Artist Self Care Strategies Part 2
Today I cam across another epic list about Artist Self-Care here:
Published by Performing Arts Hub after Making Time: Arts and Self-Care conference held by Footscray Community Arts Centre, AU.
Here are my favourite 16:
4. Nurture an attitude of gratitude
Being grateful for something as small like having milk in the fridge can help give you perspective.
7. Have the treat now
Don’t wait for something ‘good’ to happen in order to give yourself a treat. Enjoy something now, even just a cup of tea, and reward yourself for your hard work
20. Be okay with doing nothing
Pressure to be productive all the time is nonsense. Let yourself have a bath, read a book, switch off from social media or just lay in bed and do nothing. It’s okay to do nothing.
22. Make self-care part of the acquittal
Self-care needs to become part of the vernacular and a respected and valued part of any project or workplace.
24. Put recovery time into the budget
When applying for a grant or putting together a budget, factor in self-care and recovery time.
25. Acknowledge and reflect on the project
Often it’s best to reflect on the project a few weeks after its conclusion.
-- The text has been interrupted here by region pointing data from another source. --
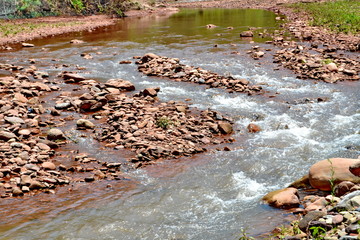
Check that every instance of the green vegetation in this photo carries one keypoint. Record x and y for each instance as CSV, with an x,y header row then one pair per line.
x,y
285,231
339,16
8,29
244,235
318,232
78,5
164,122
39,8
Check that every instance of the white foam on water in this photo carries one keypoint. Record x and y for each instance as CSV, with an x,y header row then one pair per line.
x,y
238,102
174,90
249,189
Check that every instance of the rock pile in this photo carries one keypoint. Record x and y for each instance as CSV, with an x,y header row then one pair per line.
x,y
328,216
154,65
325,66
161,130
152,129
28,142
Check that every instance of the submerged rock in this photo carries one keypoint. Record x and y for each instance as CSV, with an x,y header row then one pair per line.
x,y
334,169
283,198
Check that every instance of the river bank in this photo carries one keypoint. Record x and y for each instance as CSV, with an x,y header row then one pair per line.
x,y
88,130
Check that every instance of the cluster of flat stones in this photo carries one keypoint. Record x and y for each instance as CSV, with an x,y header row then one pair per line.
x,y
329,197
325,66
159,66
318,54
29,139
25,158
298,25
161,130
152,129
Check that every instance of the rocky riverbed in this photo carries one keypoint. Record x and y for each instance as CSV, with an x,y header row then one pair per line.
x,y
150,128
326,201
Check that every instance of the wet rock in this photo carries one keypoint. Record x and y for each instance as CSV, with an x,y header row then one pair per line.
x,y
4,135
17,192
20,98
55,134
83,123
89,179
35,185
74,76
335,169
76,41
225,127
125,62
27,45
152,92
209,26
332,67
14,120
283,198
317,205
311,216
61,106
343,188
247,34
48,166
25,132
253,128
120,84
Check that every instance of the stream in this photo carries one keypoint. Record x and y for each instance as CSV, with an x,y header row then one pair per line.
x,y
209,196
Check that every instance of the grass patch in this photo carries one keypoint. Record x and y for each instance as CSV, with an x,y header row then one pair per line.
x,y
339,16
9,29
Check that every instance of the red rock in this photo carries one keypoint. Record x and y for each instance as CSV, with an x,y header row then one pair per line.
x,y
75,77
120,84
48,166
247,34
343,188
283,198
225,127
334,169
253,128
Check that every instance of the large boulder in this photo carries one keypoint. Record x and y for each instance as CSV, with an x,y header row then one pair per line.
x,y
283,198
335,170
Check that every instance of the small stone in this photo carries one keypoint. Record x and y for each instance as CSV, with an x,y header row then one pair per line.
x,y
253,128
75,77
14,120
83,123
181,109
311,216
89,179
332,67
225,127
247,34
4,135
76,41
25,189
61,106
210,26
17,192
55,134
24,132
36,185
337,219
48,166
27,45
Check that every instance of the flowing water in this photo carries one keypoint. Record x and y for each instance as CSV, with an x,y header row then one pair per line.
x,y
209,196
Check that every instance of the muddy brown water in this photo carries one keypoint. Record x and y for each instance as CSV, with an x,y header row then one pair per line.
x,y
208,196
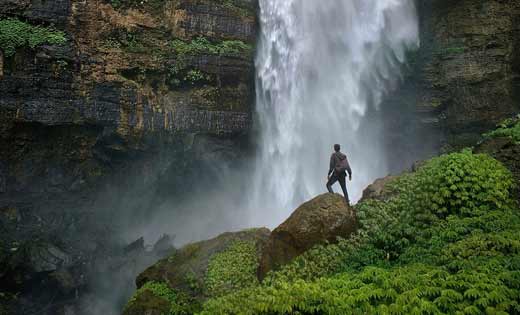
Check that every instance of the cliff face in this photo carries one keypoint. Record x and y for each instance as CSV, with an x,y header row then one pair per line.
x,y
128,72
464,79
137,94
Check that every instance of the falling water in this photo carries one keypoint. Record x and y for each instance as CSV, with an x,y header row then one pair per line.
x,y
323,68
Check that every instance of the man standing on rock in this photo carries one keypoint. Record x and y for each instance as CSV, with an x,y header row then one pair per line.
x,y
338,169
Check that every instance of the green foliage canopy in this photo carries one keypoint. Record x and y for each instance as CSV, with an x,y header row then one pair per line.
x,y
447,240
15,33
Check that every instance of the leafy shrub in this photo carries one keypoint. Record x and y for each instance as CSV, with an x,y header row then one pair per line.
x,y
179,304
202,45
15,33
232,269
448,241
181,72
509,128
153,4
194,76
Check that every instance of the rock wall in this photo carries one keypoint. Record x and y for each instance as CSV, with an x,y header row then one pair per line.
x,y
464,79
139,93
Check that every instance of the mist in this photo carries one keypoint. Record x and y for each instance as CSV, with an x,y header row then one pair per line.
x,y
322,71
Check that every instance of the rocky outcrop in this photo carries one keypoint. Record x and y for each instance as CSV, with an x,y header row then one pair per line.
x,y
139,95
198,271
506,151
462,81
322,219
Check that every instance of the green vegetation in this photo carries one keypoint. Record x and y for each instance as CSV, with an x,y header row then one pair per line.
x,y
181,72
446,241
454,50
241,8
15,33
202,45
509,128
194,76
153,4
232,269
176,303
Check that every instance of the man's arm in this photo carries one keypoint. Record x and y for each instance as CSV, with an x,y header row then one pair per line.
x,y
332,165
349,170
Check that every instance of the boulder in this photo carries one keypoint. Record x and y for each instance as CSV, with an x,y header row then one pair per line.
x,y
321,220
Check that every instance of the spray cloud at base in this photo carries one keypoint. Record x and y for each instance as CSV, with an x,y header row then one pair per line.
x,y
322,71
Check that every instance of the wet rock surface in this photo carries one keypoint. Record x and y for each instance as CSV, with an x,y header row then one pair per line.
x,y
461,82
506,151
323,219
194,259
88,125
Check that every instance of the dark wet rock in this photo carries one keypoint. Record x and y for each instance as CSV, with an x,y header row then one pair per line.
x,y
321,220
164,245
193,259
47,257
506,151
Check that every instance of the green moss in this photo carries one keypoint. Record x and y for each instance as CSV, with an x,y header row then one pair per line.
x,y
160,297
447,241
233,269
239,7
15,33
182,72
201,46
152,4
509,128
196,76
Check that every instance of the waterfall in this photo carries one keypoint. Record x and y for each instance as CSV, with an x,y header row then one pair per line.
x,y
323,68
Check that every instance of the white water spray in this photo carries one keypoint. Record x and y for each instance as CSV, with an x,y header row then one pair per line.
x,y
322,70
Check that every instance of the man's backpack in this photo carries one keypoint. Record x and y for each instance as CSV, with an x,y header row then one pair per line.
x,y
341,164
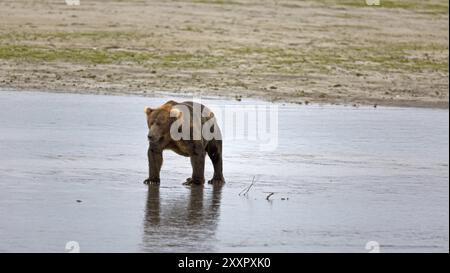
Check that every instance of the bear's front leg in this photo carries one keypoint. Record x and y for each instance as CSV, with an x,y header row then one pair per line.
x,y
198,169
155,161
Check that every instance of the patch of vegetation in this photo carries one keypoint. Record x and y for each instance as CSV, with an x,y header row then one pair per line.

Acknowledge the work you have done, the personal and organisational learnings, and how they can be applied to future projects.
26. Manage the post-show high
You may feel a rush of adrenaline after the completion of a show or project, but if you blow out by going to a big party and end up in bed for a week to recover it’s not the best use of your energy. Think ahead to your sustainability.
28. Don’t let FOMO fool you
It’s okay to retire to bed. We can feel this pressure to go to every opening, exhibition, see every project, keep ‘networking’ least we be left behind, but acknowledging what you really would prefer to do instead of being ruled by what you should be doing can diminish the feelings of fear of missing out.
31. Reconnect with friends
When our collective mantra is ‘I’m so busy, busy, busy’ we can neglect people around us. Reconnect and reach out to your friends and family and let them know if you are feeling burnout.
35. Say no
There is an art to saying no, and it’s essential to preserve self-care. We can’t eliminate everything we don’t want to do in life, but saying no to relationships that aren’t working well, projects that you don’t have time for or interest in, or the commitments that don’t enrich you in some way, is extremely beneficial.
44. Systematic issues and what is acceptable
Working long hours for low pay is entrenched in the sector but would be unacceptable in the corporate sector. We need to do our bit to try and break this down by saying no to working for free, taking breaks, and factoring in self-care into budgets and grant applications.
45. It’s okay to walk away
Whether it be during or at the completion of a project, sometimes our health and wellbeing may require us to walk away.
46. Really listen
You don’t’ have to have the answers, but letting someone speak and really be heard can be helpful. Platitudes such as, ‘How’s your depression?’ are not really listening, but offering a genuine conversation helps build empathy. Your offer may be rebuffed, but it’s still a step towards us all getting better at listening.
47. Stop telling ourselves and others to ‘toughen up’
Telling ourselves to toughen up when we are feeling burnout creates a harmful feedback loop: we feel exhausted, then guilty for feeling exhausted, so we ‘toughen up’, and wind up feeling even more exhausted. If we acknowledge and take our own well-being seriously, we set a good example for others to nurture their own. Small steps at an individual level could see a change in the ‘toughen up’ culture of the sector.
48. Be comfortable with uncertainty
Stress can manifest when we worry about the future. At Making Time, delegates were advised to look at what you are fearful of and what you are avoiding. Is it failure? Is it letting people down? Trying to bring your focus back to the current project can minimise stress and worry surrounding an imagined future.
49. Are you biting off more than you can chew?
Assess your commitments. Is there anything that you are doing that does not align with your goals? What is the biggest stress? Could you reduce your workload in one area? Time and attention are two of our most precious resources and what we do with them can either aggravate or defend against burnout.